Begg M D, Panageas K S
Division of Biostatistics, Columbia School of Public Health, New York, New York 10032, USA.
Stat Med. 1999 May 15;18(9):1087-100. doi: 10.1002/(sici)1097-0258(19990515)18:9<1087::aid-sim101>3.0.co;2-c.
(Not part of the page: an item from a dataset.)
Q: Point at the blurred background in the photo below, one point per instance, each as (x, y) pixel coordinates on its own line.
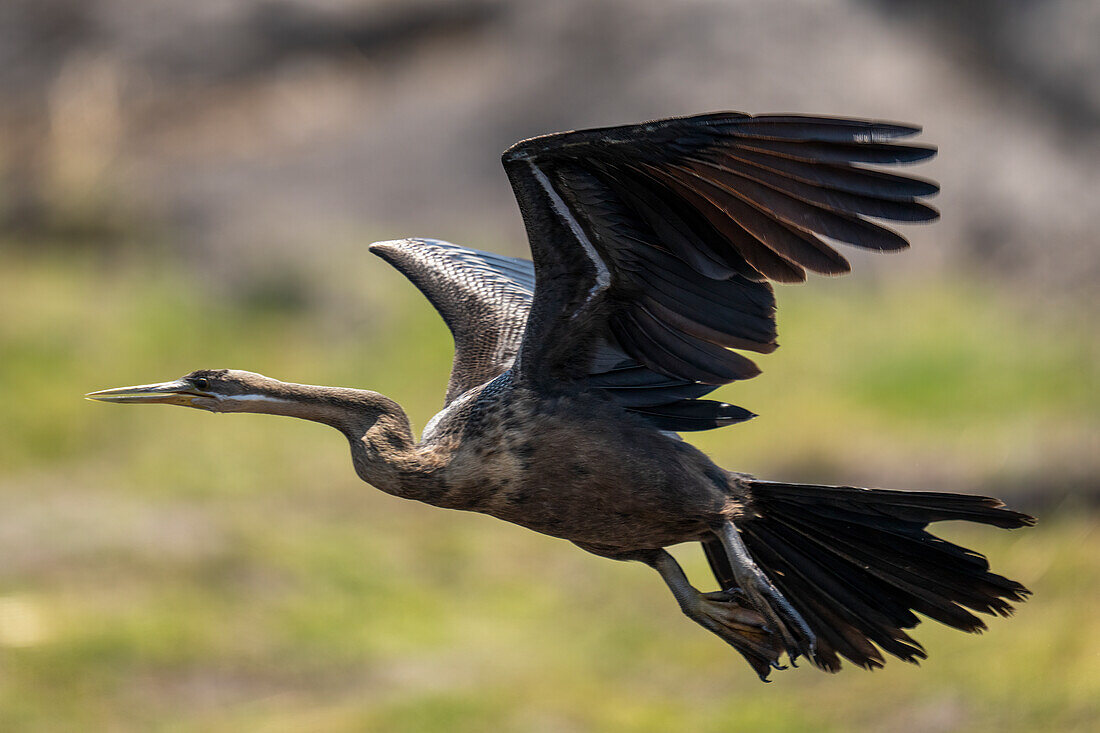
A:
(190, 185)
We propose a simple correction factor for the variance of the logarithm of the common odds ratio estimated by the method of Mantel and Haenszel from a series of (2 x 2) tables when data are cluster correlated. The adjustment is applied to the variance estimators proposed by Hauck and by Robins, Breslow and Greenland for the log of the Mantel-Haenszel common odds ratio, and its performance is evaluated in a simulation study. The key features of the proposed adjustment are: (i) it has closed-form; (ii) it can accommodate covariates defined at the cluster-specific level, the site-specific level, or both; and (iii) it does not require the user to specify a particular correlation structure for the response data. The correction derives from Liang and Zeger's generalized estimating equations (GEE) technique for logistic regression modelling. Via simulation, we examine empirical versus nominal coverage probabilities for interval estimation of the common odds ratio using adjusted and unadjusted variance estimates, and we present ratios of observed to estimated variances. Results are compared to those obtained from the fully iterated GEE analysis. The characteristics of the simulation study mimic scenarios common in the periodontal research setting, with small numbers of subjects (N = 25, 50), moderate numbers of sites per cluster (m = 4, 16, 32), and modest intracluster correlation levels (rho = 0.0, 0.1, 0.2, 0.3). Results show that adjusted confidence intervals (applied to the Hauck or the Robins, Breslow, Greenland variance estimate) provide coverage probabilities close to the nominal level for the Mantel--Haenszel common odds ratio over a variety of cluster sizes and levels of correlation.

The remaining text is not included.